Progress NC Action targets Jordan
by Anna Oakes
Advocacy group Progress
North Carolina Action has launched a campaign focused on Republican Rep. Jonathan Jordan of Jefferson and
other state legislators who supported a $3,500 tax break for business owners as part of this
year’s budget adjustment bill.
Democrats criticized the
tax break that would go to about 460,000 business owners because it would cost the state
approximately $336 million per year, according to the Raleigh News & Observer.
During this year’s budget deliberations, Republicans blocked a proposed
amendment that would have limited the tax break to businesses with income of $100,000 or
less.
“State lawmakers created a tax loophole which puts
up to $3,500 in the pockets of wealthy lawyers, lobbyists, millionaires and even some lawmakers
themselves. Is Jonathan Jordan one of them?” states a new website,
JordanGainsSchoolsLose.com.
Progress NC Executive Director
Gerrick Brenner and Research and Communications Director Justin Guillory visited Boone Wednesday
with a display of three large posters outside of the Watauga County Government Center.
One poster depicts a young girl at a chalkboard and a list of items on which
the $336 million could have spent — 5,500 more teachers, 6 million new textbooks, 67,000
children enrolled in pre-K or an iPad for every middle and high school student in the state, it
said.
Another shows Jordan in a pile of money, while the other
quotes text from a News & Observer article on
the tax break.
Brenner said the group is actively targeting legislators who stand to benefit from the tax break.
“We’re
doing this in the communities where we think the people will be interested,” he said.
“We would like him to take a pledge not to take this tax credit.”
Brenner said that in Watauga County, people are angry about cuts to pre-K
programs and significant budget cuts at Appalachian State University.
“There are real consequences to this stuff,” he said. “It has not gotten enough attention.”
Jordan said Thursday that he
doesn’t yet know if he will benefit from the tax break, as the tax-filing extension deadline
is Oct. 15.
“I don’t know if I made money from my
law firm,” he said.
Jordan said he doesn’t feel the
government should be “picking and choosing” who receives the tax break.

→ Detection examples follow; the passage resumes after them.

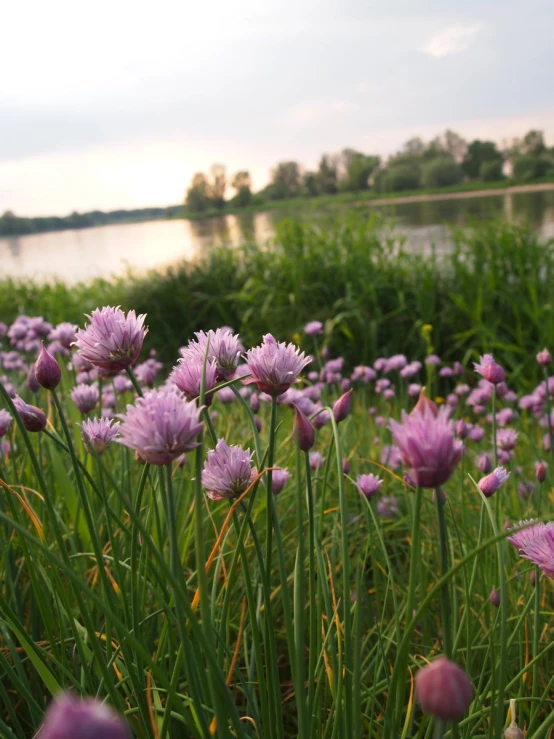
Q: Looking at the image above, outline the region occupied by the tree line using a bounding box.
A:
[184,130,554,213]
[0,130,554,236]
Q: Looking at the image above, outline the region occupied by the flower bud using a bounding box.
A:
[294,406,315,452]
[38,694,131,739]
[13,396,46,431]
[535,462,546,482]
[333,388,353,423]
[477,467,510,498]
[415,657,473,721]
[537,347,552,367]
[35,343,62,390]
[489,588,500,608]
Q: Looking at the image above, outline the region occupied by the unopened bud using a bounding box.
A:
[294,407,315,452]
[415,657,473,721]
[35,344,62,390]
[535,462,546,482]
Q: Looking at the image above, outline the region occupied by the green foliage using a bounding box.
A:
[379,164,420,192]
[513,154,554,182]
[462,139,502,180]
[479,159,504,182]
[421,157,464,187]
[0,213,554,378]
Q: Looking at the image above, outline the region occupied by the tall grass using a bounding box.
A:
[0,213,554,379]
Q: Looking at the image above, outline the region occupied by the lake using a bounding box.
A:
[0,191,554,283]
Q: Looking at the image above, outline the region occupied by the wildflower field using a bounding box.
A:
[0,217,554,739]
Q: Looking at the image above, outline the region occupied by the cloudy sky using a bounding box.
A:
[0,0,554,215]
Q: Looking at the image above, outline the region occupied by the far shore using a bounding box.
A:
[360,182,554,206]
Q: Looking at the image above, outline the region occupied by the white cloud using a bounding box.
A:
[421,23,483,57]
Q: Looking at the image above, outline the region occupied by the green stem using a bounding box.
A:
[435,487,452,659]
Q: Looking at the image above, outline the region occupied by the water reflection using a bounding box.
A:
[0,191,554,283]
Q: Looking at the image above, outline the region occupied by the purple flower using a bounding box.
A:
[81,418,121,454]
[181,328,242,380]
[333,389,354,423]
[0,408,13,436]
[271,467,290,495]
[389,406,463,488]
[496,429,518,452]
[425,354,441,367]
[508,521,554,579]
[473,354,506,385]
[71,385,100,414]
[294,407,315,452]
[169,356,217,406]
[377,495,398,518]
[13,395,46,431]
[532,462,546,482]
[117,390,202,465]
[202,439,255,500]
[304,321,323,336]
[37,693,131,739]
[356,474,383,498]
[48,322,77,349]
[415,657,473,721]
[537,347,552,367]
[477,454,492,475]
[309,451,325,471]
[478,467,510,498]
[75,306,148,372]
[246,334,312,397]
[35,344,62,390]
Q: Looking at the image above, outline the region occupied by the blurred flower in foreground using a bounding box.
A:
[181,327,242,380]
[116,390,202,465]
[37,693,131,739]
[202,439,253,500]
[389,404,463,488]
[477,467,510,498]
[304,321,323,336]
[356,474,383,498]
[508,520,554,579]
[81,418,120,454]
[473,354,506,385]
[75,305,148,372]
[415,657,473,721]
[245,334,312,397]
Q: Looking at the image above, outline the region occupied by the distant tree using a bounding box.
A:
[269,161,301,200]
[185,172,210,213]
[317,154,338,195]
[513,154,554,182]
[479,159,504,182]
[462,139,502,180]
[421,157,464,187]
[520,129,546,156]
[340,149,380,192]
[208,164,227,210]
[231,170,252,208]
[302,172,320,198]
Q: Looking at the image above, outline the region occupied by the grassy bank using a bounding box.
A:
[0,214,554,379]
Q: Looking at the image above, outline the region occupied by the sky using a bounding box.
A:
[0,0,554,216]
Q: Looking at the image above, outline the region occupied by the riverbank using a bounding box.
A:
[0,211,554,379]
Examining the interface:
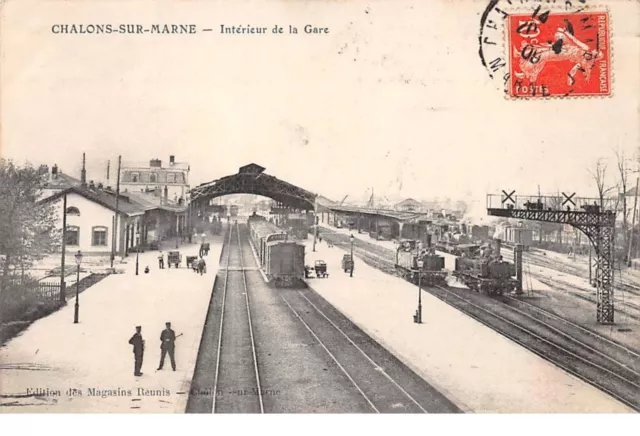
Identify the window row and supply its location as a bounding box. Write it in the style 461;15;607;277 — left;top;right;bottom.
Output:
65;226;107;247
131;173;176;183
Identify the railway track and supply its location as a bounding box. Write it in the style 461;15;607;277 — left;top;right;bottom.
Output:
212;224;264;413
501;250;640;296
280;290;460;413
426;286;640;411
324;228;640;411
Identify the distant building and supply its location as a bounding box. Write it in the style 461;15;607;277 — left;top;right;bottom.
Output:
393;198;425;212
41;185;146;256
42;165;82;198
120;156;191;204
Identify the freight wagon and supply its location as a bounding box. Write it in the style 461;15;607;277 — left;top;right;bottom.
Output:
248;217;305;287
493;226;533;250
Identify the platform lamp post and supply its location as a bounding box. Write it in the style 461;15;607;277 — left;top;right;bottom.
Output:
415;260;424;324
136;230;140;275
349;234;356;277
73;250;82;324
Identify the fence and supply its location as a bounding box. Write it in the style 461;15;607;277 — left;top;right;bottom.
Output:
32;282;60;301
5;277;60;301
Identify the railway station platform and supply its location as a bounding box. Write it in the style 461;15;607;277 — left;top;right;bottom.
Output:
0;235;223;413
318;225;551;292
306;238;633;413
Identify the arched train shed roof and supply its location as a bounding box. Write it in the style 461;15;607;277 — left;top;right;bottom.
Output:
191;163;316;210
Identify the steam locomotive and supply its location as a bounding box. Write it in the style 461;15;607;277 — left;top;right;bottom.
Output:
395;240;447;286
453;243;517;296
247;213;305;287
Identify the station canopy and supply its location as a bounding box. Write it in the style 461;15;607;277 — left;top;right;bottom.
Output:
191;163;316;210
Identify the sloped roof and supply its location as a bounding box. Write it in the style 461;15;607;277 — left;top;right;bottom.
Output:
124;192;187;212
395;198;424;207
191;163;316;210
41;186;147;216
46;171;82;189
624;186;636;197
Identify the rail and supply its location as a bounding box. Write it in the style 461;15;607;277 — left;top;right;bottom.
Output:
236;222;264;413
212;222;264;413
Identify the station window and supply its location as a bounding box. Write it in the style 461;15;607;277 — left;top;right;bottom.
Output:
65;226;80;246
91;226;107;246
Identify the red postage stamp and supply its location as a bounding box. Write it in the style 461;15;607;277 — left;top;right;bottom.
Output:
507;11;611;98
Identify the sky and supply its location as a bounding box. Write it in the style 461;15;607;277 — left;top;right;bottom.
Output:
0;0;640;204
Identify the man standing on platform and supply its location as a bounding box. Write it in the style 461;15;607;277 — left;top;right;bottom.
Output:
129;326;144;377
158;322;176;371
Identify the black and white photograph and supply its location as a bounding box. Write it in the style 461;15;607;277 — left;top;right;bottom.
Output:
0;0;640;426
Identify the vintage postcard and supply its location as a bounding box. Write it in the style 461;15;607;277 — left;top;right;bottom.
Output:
0;0;640;414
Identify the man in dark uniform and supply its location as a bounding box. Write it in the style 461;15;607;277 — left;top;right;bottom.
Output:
129;326;144;377
158;322;176;371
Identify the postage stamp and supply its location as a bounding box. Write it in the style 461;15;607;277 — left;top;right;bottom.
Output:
506;10;611;98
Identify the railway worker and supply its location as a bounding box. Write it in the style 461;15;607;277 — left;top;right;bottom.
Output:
158;322;176;371
129;326;144;377
198;256;207;275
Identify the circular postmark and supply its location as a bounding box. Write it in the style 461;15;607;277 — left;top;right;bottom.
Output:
478;0;611;98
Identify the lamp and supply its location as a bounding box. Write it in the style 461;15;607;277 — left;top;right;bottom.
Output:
136;231;140;275
349;233;356;277
73;250;82;324
415;259;424;324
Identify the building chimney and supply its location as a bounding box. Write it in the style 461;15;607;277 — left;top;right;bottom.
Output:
80;153;87;186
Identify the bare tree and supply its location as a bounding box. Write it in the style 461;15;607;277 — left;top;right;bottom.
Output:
587;159;616;210
615;150;630;252
0;159;61;304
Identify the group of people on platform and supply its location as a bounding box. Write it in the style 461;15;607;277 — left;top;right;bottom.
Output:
129;322;182;377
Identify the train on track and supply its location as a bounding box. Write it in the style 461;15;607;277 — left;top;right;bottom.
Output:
247;214;305;287
395;232;517;296
453;252;517;296
211;219;222;235
395;239;447;285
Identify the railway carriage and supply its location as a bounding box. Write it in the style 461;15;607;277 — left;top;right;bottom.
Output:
248;215;305;287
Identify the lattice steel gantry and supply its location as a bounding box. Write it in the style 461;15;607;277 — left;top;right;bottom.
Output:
487;191;616;324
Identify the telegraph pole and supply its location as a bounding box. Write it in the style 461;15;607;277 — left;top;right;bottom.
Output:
623;170;640;266
111;156;122;268
313;195;318;251
60;193;67;304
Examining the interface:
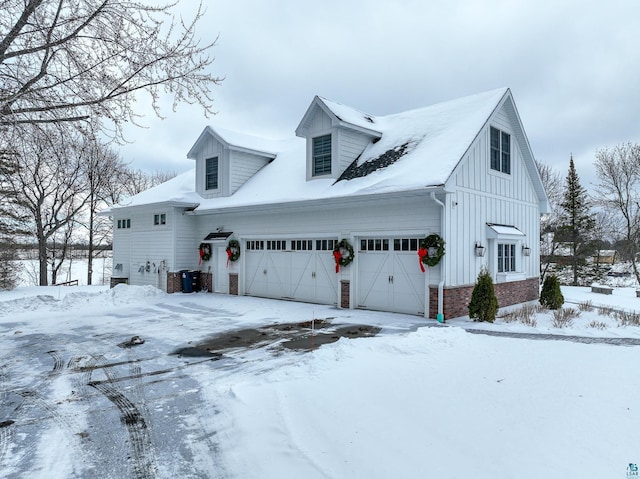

“I don’t know that we need to put arbitrary caps or anything like
that on a credit like this,” Jordan said. “It should be a level playing field for
anybody. I think it’s a better way to go as far as helping small businesses. Unless they have
a better idea, I would not be in favor of removing this tax credit.”
“What they’re obviously forgetting is we have put that $300 million
back into the private sector and into the economy,” Jordan said. “Jobs are what we need
in this economy.”
When asked if the campaign was more
about defeating Jordan in the upcoming election than asking him to repeal the tax break, Brenner
said, “Based on our conversations with him, he is laser-locked on ideology. Honestly, we
don’t know how many signatures it would take to change his mind.”
Brenner said Progress NC Action would be back in Boone for the Oct. 9 candidates forum
hosted by the Boone Area Chamber of Commerce.
The same group traveled to Boone in November 2011 with a display that criticized state education cuts resulting in lost classroom jobs. Progress NC representatives staged the display outside of a town hall event at ASU’s Broyhill Events Center held by Republican N.C. Speaker of the House Thom Tillis.